Risinau took up the challenge. ‘It might not be the best—’
‘You’ll hardly know I’m there.’ And their wanting her to stay away meant she absolutely had to go. ‘I find, when it comes to business, there is nothing like the personal touch.’ She took up the absurdly long spoon, delved deep into the jelly and slurped it through pursed lips with great relish.

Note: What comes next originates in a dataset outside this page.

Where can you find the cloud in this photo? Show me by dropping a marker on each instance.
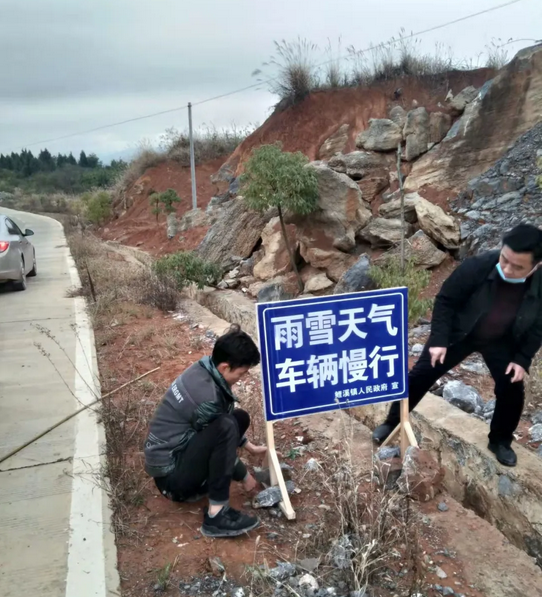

‘My compliments, Mistress Vallimir, such a delicious jelly.’ It was a vile jelly. Perhaps the worst Savine had ever had the misfortune to consume. She weathered another stab in her belly and presented the gathering with her most glittering smile. ‘You simply must give my maid the recipe.’
Sinking Ships
They ate in an overpriced chophouse where the windows were thick with sooty grime and the plates hardly cleaner. Tallow wolfed his meat and gravy down then watched as Vick ate hers, only just short of drooling like a hungry dog. She didn’t like eating with those big sad eyes on her, but she took time cleaning her plate even so. Another habit from the camps. A habit from never having enough.
Relish every mouthful, it feels like it goes further.
They waited for dusk, though with the smoke over Valbeck it wasn’t much darker than day and felt even hotter, the sunset an angry, molten-metal smear behind the great chimneys they were building in the west. Then they worked their way into the teeming, steaming backstreets like rats into a dungheap, asking roundabout questions, trying to winkle out hints of where the Breakers might be.